1-й ПЬЕРО. ...мемуары покойника?

2-й ПЬЕРО. Нет, это просто поток мыслей. Воспоминания, мысли, нюансы, понимаешь?

1-й ПЬЕРО. А почему он все время говорит, что уже умер?

2-й ПЬЕРО (раздраженно). Откуда я знаю! Может, он хочет быть естественным? В таком случае, он хочет невозможного.

1-й ПЬЕРО. Чем сидеть на кухне в зимней шапке, как идиот, взял бы да и записал мысли на бумагу, отнес бы в популярный журнал...

2-й ПЬЕРО. А я бы на месте главного редактора нипочем не напечатал! Во-первых, это дремучий лжеромантический бред, во-вторых, гнусный поклеп. У нас нету безработных! А насчет "слуги народа" - вообще свинство.

1-й ПЬЕРО. Действительно, чего на старика обижаться? Я лично никогда не обижаюсь.

2-й ПЬЕРО. Как, и у тебя были случаи?

1-й ПЬЕРО. Еще бы. Я как-то решил в Париж смотаться. И деньги были. Ну, пошел на комиссию. Там такая комиссия есть - отбирает, кого пустить за границу не стыдно.

2-й ПЬЕРО. Но ты чист перед любой комиссией! Что с тебя взять: у тебя даже начальное образование незаконченное!

1-й ПЬЕРО. ...В комиссии тоже старик председателем был. Ну, это, я тебе доложу, среди всех "слуг народа" - самый что ни на есть слуга! Прицепился он ко мне: зачем тебе в Париж да зачем, разве в любезном нашем отечестве уже смотреть нечего? Я бы ни за что не раскололся, да этот дед манерами меня взял, я с детства уважаю интеллигентное общество, а он мне руку подал и курить разрешил. Я и не сдержался. "Как, - говорю, - разве вы не знаете, зачем в Париж ездиют? А по всяким таким домам походить!" И подмигиваю дедуле.

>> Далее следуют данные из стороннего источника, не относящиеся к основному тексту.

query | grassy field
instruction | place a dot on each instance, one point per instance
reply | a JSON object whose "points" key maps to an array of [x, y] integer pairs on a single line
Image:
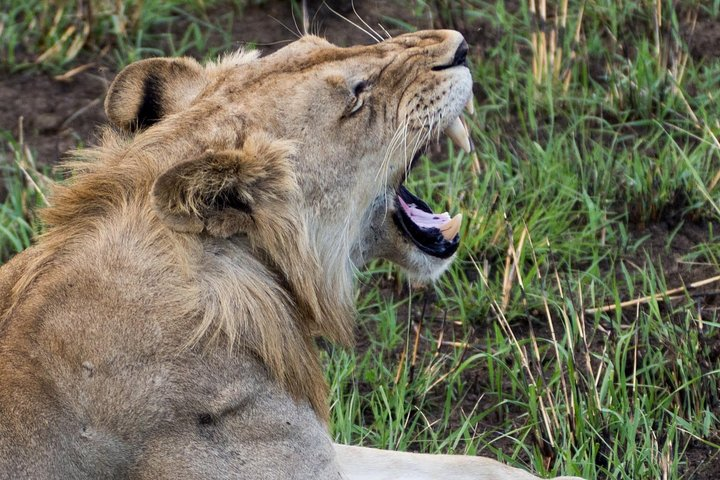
{"points": [[578, 331]]}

2-й ПЬЕРО. Не пустили дурака. Так и надо - чтобы не позорил отечество.

1-й ПЬЕРО. Ты сам дурак! Меня из-за валюты не пустили. Старик по секрету признался: не хватает валюты. Один наш дорвался до одного парижского домика, а расплатиться - не хватило. Ну и скандал. Так что я на "слуг народа" не обижаюсь. У них работа адская.

2-й ПЬЕРО. Да-а, это вам не на флейте всякие сюсюрандо высвистывать...

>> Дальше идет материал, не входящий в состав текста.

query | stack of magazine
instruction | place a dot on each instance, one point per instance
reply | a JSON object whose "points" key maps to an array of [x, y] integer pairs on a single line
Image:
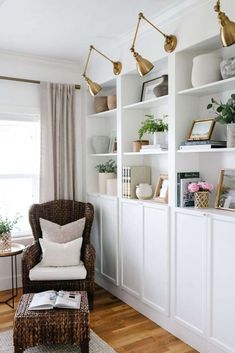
{"points": [[51, 299], [202, 145]]}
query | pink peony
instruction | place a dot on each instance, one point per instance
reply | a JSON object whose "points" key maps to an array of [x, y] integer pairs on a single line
{"points": [[193, 187]]}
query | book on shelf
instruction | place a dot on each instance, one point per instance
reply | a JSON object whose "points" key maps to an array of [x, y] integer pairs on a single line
{"points": [[132, 176], [184, 197], [51, 299]]}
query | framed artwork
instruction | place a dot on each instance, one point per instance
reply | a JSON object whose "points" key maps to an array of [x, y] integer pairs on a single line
{"points": [[161, 191], [147, 89], [225, 195], [202, 129]]}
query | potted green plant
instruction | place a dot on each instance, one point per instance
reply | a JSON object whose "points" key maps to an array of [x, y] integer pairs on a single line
{"points": [[106, 171], [6, 226], [225, 114], [157, 127]]}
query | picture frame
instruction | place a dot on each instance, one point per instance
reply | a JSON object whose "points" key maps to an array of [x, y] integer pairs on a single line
{"points": [[147, 89], [201, 129], [225, 194], [161, 191]]}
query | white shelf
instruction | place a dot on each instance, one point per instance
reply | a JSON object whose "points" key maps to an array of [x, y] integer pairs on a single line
{"points": [[144, 154], [213, 150], [215, 87], [103, 154], [151, 103], [106, 114]]}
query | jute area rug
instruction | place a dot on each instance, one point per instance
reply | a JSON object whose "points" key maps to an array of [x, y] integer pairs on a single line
{"points": [[96, 345]]}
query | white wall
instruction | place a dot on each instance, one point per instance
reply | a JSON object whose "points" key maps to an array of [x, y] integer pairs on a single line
{"points": [[17, 97]]}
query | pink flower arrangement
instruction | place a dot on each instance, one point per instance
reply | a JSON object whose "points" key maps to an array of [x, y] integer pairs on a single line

(Удаляются, щелкая семечки и сплевывая шелуху).

"ОВУХ" - Организация по Ведению, Учету и Хранению "Дел", сиречь Книга Жизни. Химера, рожденная моим воображением.

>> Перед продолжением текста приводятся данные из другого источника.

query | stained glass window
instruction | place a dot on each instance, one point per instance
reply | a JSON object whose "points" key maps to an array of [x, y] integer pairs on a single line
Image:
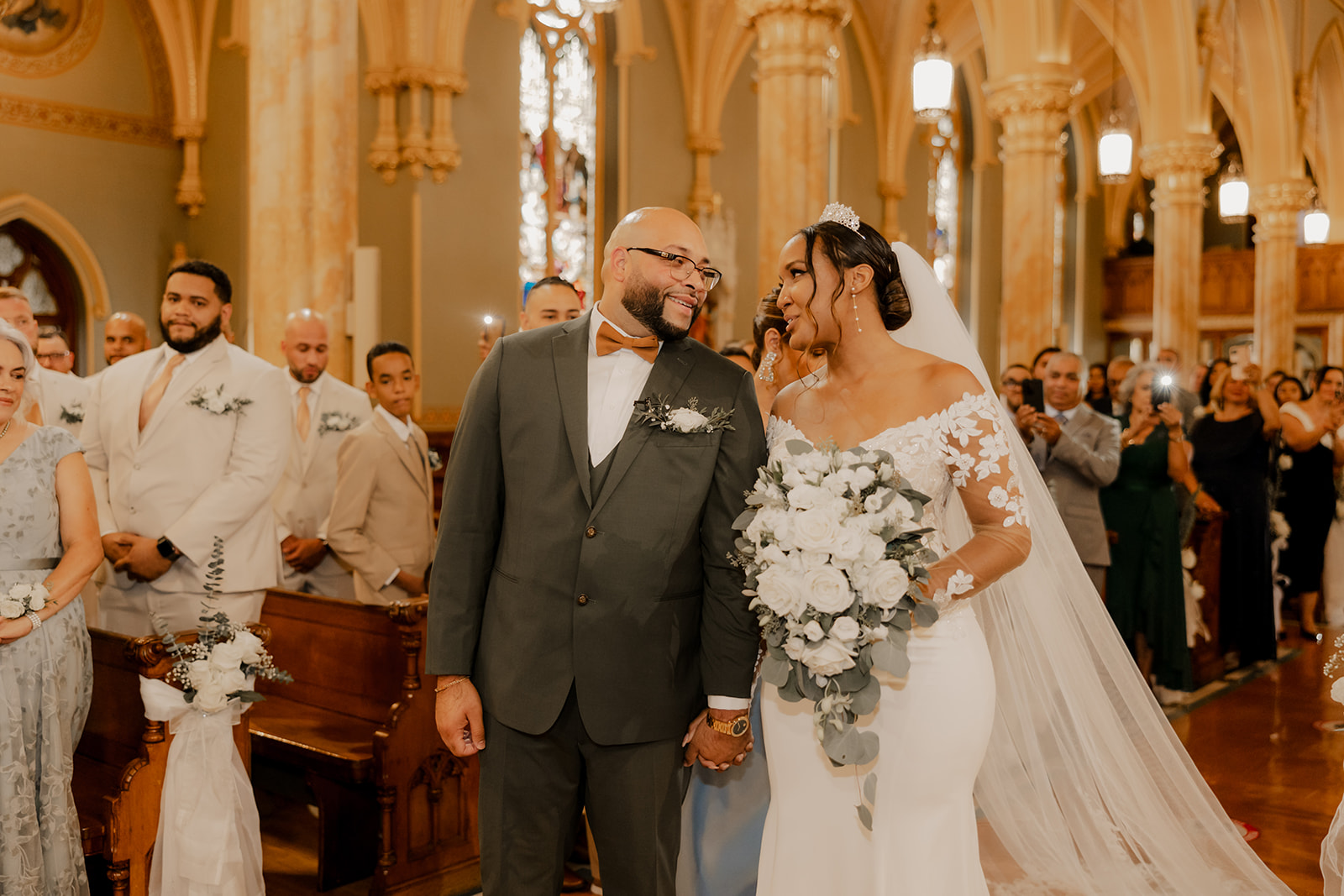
{"points": [[558, 140], [944, 141]]}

Уже тогда, в возрасте Керубино, я подозревал, что все, происходящее со мной, кем-то предрешено, записано на бумаге и вложено в папку с надписью "Дело". Мысль эта лишала иллюзии свободы выбора. Но по юношескому легкомыслию я все же верил в расположение ко мне Судьбы.

С тех пор как Дзанни открыл мне тайну своего знаменитого предка Чезаре, я сделался Флейтистом под куполом цирка, восьмым чудом света, о котором никто так и не узнал.

Тайна номера покорилась мне сразу, и Дзанни неправ, считая, что ходить в воздухе - удел избранных. Он Черный Моцарт, этот Дзанни, он гений-эгоист! А весь секрет заключается в том, чтобы уметь сделать первый шаг над бездной. Всего лишь один шаг!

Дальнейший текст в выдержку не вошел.